Let $(G,\cdot)$ be a finite abelian group and $m\in\Bbb{N}$. Prove that $S=\{g\in G\mid(o(g),m)=1\}\le G$. I am aware that I need to show that given any $g_1,g_2$ in $S$ if $(o(g_1g_2^{-1}),m)=1$ then $S$ will be a subgroup of $G$.
Now let $o(g_1)=r,o(g_2)=s,o(g_1g_2^{-1})=t$. Since $G$ is abelian we have 
$$\begin{align}
(g_1g_2^{-1})^{rs}&=g_1^{rs}(g_2^{-1})^{rs}\\
&=(g_1^r)^s((g_2^s)^{-1})^r\\
&=e^s(e^{-1})^r\\
&=e^se^r.
\end{align}$$ 
This implies that $t\mid rs$. Now we must show that $(t,m)=1$. I could not find a way to show this.
Any help here will be appreciated.

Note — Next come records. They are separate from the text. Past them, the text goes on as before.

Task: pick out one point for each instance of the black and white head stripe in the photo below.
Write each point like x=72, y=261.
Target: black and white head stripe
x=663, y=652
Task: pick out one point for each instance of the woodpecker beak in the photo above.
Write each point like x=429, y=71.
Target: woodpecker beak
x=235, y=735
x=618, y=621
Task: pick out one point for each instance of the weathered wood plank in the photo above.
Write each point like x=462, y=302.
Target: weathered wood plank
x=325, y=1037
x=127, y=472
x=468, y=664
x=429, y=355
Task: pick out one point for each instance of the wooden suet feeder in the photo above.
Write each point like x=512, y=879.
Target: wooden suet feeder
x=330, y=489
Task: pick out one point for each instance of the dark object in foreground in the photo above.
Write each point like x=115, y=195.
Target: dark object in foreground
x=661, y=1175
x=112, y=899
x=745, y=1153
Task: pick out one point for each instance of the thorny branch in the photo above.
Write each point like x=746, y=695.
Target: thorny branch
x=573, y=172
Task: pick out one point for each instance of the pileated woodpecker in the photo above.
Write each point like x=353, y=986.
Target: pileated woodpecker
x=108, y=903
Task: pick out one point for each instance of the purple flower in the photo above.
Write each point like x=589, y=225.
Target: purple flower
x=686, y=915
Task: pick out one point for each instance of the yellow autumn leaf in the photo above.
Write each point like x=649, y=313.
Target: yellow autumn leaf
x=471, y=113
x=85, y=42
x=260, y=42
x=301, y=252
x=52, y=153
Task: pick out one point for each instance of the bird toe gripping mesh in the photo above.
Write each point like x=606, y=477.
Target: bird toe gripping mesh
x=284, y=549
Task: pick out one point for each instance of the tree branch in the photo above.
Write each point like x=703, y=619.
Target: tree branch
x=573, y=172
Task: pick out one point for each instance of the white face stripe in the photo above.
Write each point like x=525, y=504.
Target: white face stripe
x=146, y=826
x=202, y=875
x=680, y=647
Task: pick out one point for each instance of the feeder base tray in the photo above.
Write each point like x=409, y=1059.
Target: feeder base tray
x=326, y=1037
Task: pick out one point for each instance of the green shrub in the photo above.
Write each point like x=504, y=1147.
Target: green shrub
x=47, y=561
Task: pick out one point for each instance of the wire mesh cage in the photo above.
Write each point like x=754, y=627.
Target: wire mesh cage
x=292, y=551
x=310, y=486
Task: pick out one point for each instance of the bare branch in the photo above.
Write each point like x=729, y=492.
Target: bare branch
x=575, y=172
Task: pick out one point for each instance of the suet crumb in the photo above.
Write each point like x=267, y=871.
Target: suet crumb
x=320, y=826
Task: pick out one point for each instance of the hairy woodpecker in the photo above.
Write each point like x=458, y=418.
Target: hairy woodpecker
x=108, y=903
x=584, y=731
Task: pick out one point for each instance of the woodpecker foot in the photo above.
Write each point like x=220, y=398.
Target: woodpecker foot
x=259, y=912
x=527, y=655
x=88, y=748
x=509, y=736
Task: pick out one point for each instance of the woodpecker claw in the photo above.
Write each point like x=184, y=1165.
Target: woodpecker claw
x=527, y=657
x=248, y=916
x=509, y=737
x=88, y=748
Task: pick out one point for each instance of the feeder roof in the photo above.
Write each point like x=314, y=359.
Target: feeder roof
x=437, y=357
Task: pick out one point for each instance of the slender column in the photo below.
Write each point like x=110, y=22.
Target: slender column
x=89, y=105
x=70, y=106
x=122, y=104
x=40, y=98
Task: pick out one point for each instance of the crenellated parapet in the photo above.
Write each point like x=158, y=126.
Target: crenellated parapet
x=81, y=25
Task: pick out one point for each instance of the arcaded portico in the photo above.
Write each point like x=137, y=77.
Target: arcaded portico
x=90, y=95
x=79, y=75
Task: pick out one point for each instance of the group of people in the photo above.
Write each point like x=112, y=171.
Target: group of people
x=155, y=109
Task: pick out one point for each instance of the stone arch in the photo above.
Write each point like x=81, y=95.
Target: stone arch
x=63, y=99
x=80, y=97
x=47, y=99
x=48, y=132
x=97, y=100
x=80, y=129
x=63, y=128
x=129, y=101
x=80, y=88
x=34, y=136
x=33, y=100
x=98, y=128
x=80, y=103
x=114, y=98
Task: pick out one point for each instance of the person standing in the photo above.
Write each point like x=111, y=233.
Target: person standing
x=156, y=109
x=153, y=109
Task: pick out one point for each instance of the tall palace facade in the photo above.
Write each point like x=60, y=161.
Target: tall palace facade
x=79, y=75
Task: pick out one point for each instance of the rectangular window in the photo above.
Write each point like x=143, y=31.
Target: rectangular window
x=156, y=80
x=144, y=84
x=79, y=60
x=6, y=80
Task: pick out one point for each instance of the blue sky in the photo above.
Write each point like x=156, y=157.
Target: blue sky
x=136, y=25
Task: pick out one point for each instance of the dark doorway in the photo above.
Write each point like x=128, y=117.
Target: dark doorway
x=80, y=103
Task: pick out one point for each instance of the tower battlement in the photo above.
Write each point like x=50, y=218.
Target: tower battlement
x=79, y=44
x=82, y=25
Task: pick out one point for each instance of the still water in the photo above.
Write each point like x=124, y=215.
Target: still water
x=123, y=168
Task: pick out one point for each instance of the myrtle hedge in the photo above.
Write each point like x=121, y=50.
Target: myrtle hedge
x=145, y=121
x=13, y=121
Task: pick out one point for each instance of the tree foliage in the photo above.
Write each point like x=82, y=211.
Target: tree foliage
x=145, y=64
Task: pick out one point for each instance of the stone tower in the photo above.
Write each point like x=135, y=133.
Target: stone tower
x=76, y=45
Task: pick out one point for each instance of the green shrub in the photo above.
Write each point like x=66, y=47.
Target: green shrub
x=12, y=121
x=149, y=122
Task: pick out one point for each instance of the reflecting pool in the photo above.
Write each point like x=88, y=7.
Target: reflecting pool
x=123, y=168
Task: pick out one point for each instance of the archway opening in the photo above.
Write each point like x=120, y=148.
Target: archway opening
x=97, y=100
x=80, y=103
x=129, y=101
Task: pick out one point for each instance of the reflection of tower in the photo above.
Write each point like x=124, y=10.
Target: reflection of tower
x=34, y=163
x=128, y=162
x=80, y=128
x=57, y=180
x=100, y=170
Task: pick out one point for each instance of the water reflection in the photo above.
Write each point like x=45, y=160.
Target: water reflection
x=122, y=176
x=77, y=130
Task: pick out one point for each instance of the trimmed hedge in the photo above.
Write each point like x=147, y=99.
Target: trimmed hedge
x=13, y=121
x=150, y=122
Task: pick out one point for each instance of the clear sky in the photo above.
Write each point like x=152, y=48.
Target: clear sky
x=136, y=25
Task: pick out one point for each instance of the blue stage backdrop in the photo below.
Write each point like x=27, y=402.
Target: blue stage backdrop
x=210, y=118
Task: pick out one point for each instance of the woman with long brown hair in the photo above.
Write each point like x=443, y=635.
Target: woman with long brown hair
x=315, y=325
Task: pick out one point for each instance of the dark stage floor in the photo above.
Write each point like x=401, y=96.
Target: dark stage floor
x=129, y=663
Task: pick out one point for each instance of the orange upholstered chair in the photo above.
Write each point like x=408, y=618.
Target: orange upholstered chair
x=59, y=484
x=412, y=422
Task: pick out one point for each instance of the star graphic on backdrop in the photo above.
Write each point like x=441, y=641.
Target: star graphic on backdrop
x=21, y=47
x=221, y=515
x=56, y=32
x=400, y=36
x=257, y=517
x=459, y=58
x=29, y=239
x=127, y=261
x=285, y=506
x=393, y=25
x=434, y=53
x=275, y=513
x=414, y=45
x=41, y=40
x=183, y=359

Thanks in advance.
 A: If $g,h\in S$, if $a=o(g)$ and $b=o(h)$, then $o(h^{-1})=b$ and (since $G$ is abelian)$$o(gh^{-1})\mid o(g)o(h^{-1})=ab.$$Since both $a$ and $b$ are coprime with $m$, then so is $ab$ and therefore then so is $o(gh^{-1})$. In fact, if $o(gh^{-1})$ and $m$ are not coprime, then there is a prime number $p$ such that $p\mid o(gh^{-1})$ and $p\mid m$. But$$p\mid o(gh^{-1})\implies p\mid ab\implies p\mid a\text{ or }p\mid b.$$But this is impossible, since $(a,m)=(b,m)=1$.

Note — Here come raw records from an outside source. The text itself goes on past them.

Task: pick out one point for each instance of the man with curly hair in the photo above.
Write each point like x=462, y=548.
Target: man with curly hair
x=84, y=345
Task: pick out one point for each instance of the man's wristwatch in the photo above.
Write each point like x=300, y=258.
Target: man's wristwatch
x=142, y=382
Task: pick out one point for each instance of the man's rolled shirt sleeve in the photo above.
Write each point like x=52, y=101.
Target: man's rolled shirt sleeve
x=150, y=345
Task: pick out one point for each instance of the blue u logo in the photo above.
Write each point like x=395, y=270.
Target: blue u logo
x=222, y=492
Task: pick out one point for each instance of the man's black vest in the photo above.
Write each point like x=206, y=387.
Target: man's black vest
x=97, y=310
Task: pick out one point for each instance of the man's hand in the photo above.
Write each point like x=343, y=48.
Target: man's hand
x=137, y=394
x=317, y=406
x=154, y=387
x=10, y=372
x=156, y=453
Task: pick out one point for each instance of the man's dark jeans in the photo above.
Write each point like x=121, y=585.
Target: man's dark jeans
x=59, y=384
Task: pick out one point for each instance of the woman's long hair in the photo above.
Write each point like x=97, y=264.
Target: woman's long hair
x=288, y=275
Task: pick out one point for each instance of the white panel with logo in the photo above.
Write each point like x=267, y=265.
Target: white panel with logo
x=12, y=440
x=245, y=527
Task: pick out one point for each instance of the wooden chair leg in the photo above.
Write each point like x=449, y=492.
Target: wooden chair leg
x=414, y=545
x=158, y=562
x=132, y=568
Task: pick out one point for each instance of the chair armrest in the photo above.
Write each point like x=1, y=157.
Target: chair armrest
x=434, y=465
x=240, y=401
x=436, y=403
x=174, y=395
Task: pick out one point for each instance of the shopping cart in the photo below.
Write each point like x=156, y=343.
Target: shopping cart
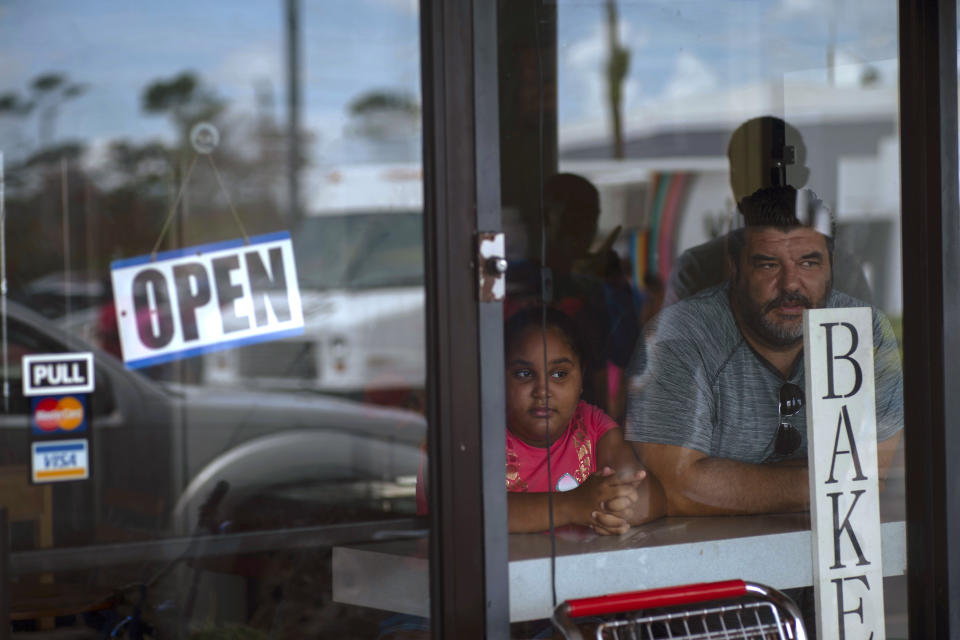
x=729, y=609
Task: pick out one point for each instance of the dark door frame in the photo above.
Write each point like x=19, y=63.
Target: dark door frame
x=467, y=498
x=931, y=312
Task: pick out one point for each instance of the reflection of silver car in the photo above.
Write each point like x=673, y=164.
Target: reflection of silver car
x=156, y=445
x=361, y=281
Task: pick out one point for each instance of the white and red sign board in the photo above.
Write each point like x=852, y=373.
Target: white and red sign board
x=844, y=487
x=190, y=301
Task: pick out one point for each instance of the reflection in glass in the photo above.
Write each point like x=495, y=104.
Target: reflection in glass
x=130, y=133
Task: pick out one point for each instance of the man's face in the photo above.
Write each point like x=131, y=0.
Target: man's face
x=781, y=273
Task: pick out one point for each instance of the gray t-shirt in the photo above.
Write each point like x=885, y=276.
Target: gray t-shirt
x=697, y=383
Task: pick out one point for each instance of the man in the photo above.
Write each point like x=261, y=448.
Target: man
x=724, y=368
x=762, y=152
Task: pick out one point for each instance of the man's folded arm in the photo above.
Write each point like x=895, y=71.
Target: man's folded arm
x=696, y=484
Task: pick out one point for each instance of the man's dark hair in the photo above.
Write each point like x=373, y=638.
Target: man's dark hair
x=570, y=193
x=777, y=207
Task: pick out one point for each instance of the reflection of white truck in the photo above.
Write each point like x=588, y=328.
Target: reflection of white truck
x=359, y=252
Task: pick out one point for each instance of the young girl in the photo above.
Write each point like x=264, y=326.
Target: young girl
x=598, y=479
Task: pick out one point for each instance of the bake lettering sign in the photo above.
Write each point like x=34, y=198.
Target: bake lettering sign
x=844, y=488
x=190, y=301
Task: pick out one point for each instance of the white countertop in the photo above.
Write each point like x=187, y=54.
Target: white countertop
x=770, y=549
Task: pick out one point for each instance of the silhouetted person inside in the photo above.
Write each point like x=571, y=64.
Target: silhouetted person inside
x=762, y=152
x=576, y=281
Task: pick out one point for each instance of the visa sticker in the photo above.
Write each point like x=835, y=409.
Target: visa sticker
x=60, y=460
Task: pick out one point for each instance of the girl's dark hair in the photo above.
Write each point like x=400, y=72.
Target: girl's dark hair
x=528, y=318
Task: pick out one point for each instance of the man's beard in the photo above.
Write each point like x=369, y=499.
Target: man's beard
x=758, y=318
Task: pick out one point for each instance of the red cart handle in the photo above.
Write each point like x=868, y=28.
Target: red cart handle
x=654, y=598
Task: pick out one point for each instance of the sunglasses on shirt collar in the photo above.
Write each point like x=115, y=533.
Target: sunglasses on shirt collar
x=788, y=436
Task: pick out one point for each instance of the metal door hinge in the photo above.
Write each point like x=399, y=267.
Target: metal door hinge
x=491, y=266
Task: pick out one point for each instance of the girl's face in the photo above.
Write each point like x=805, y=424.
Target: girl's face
x=533, y=406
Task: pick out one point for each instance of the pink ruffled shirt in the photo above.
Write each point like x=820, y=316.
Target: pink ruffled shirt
x=573, y=457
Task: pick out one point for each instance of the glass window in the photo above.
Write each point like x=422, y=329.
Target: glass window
x=643, y=144
x=224, y=205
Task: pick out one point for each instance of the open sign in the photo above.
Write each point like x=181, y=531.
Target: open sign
x=190, y=301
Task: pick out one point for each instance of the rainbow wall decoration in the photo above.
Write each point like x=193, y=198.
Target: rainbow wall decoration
x=652, y=249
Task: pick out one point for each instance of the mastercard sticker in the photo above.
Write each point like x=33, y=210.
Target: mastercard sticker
x=58, y=415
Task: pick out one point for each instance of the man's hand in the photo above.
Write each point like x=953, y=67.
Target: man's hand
x=696, y=484
x=601, y=500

A: More generally let $M$ be a set of naturals closed under multiplication and divisors, and let $S$ be the elements of $G$ whose order lies in $M$.  If $\,g,h\in S$ then $\,g^j = 1 = h^k\,$ for $\,j,k\in M$ so $\,jk\in M\,$ and $\,(gh)^{jk} = (g^j)^k (h^k)^j = 1\,$ so $\,o(gh)\mid jk\,$ so $\,gh\in S,\,$ and $\,(g^{-1})^j = (g^j)^{-1} = 1\,$ so $\,g^{-1}\in S$
Remark $ $ OP is special case $\,M=$ all naturals coprime to $m,\,$ which is closed under multiplication and divisors by Euclid [said equivalently: units (= invertibles) $\!\bmod m\,$ enjoy such closure].